Я глубоко вздохнул. Мне пришлось уже столько слышать о храмах Кремля и о роскоши Императорского дворца, что я заранее был уверен, что они мне не понравятся.
Мы остановились в Москве, чтобы поклониться чудотворной иконе Иверской Божьей Матери и мощам святых Кремля, что являлось официальным долгом каждого члена императорской фамилии, проезжавшего через Москву».
«Потом мы поехали в Кремль, — пишет далее Александр Михайлович, — и поклонились мощам святых, почивавших в серебряных раках и окутанных в серебряные и золотые ткани. Пожилой монах в чёрной рясе водил нас от одной раки к другой, поднимая крышки и показывая место, куда надлежало прикладываться. Я меня разболелась голова. Ещё немного в этой душной атмосфере и я упал бы в обморок.
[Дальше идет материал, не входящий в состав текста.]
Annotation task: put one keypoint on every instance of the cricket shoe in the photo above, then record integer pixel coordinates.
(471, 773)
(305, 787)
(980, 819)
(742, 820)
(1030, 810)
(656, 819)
Я не хочу кощунствовать и ещё менее оскорблять чувства верующих православных. Я просто описываю этот эпизод, чтобы показать, какое ужасное впечатление оставил средневековый обряд в душе мальчика, искавшего в религии красоты и любви. Со дня моего первого посещения Первопрестольной и в течение последовавших сорока лет я по крайней мере несколько сот раз целовал в Кремле мощи святых. И каждый раз я не только не испытывал религиозного экстаза, но переживал глубочайшее нравственное страдание. Теперь, когда мне исполнилось шестьдесят пять лет, я глубоко убеждён, что нельзя почитать Бога так, как нам это завещали наши языческие предки».
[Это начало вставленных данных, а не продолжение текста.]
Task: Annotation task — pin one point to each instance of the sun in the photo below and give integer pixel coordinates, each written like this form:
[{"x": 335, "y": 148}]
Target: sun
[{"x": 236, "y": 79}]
Думаю, последняя цитата хорошо показывает отношение Александра Михайловича к православной церкви.
Конец 1878 г. — время начала первых революционных выступлений, и власти принимают чрезвычайные меры безопасности для охраны семейства Романовых.
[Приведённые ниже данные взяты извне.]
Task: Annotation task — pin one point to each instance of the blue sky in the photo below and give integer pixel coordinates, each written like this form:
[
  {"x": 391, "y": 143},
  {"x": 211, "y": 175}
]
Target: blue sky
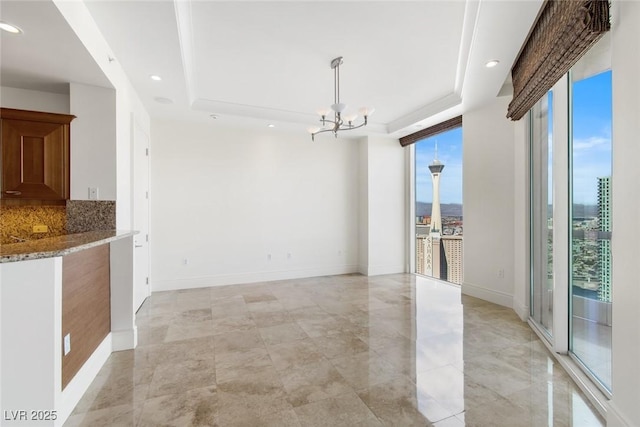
[
  {"x": 591, "y": 147},
  {"x": 591, "y": 135},
  {"x": 450, "y": 154}
]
«Линия Москва — Петербург, протяжением в 605 вёрст, была оцеплена войсками, — вспоминает наш герой. — В течение всего пути мы видели блеск штыков и солдатские шинели. Ночью тысячи костров освещали наш путь. Сперва мы думали, что это входило в церемониал встречи наместника Кавказского, но потом мы узнали, что государь император предполагал в ближайшем будущем посетить Москву, а потому правительством были приняты чрезвычайные меры по охране его поезда от покушений злоумышленников. Это несказанно огорчило нас. По-видимому, политическая обстановка принимала крайне напряжённый характер, если для поезда императора необходимо было охранять каждую пядь дороги между двумя станциями. Это было так непохоже на то время, когда Николай I путешествовал почти без охраны по самым глухим местам нашей необъятной империи. Отец наш был очень огорчён и не мог скрыть своего волнения.
Мы приехали в Петербург как раз в период туманов, которым позавидовал бы Лондон. Лампы и свечи горели по всему дворцу. В полдень становилось так темно, что я не мог разглядеть потолка в моей комнате.
— Ваша комната приятна тем, — объяснил нам наш воспитатель, — что, когда туман рассеется, вы увидите напротив через Неву Петропавловскую крепость, в которой погребены все русские государи.
Мне стало грустно. Мало того, что предстояло жить в этой столице туманов, так ещё в соседстве с мертвецами. Слёзы показались на моих глазах. Как я ненавидел Петербург в это утро. Даже и теперь, когда я тоскую по родине, то всегда стремлюсь увидеть вновь Кавказ и Крым, но совершенно искренно надеюсь никогда уже более не посетить прежнюю столицу моих предков».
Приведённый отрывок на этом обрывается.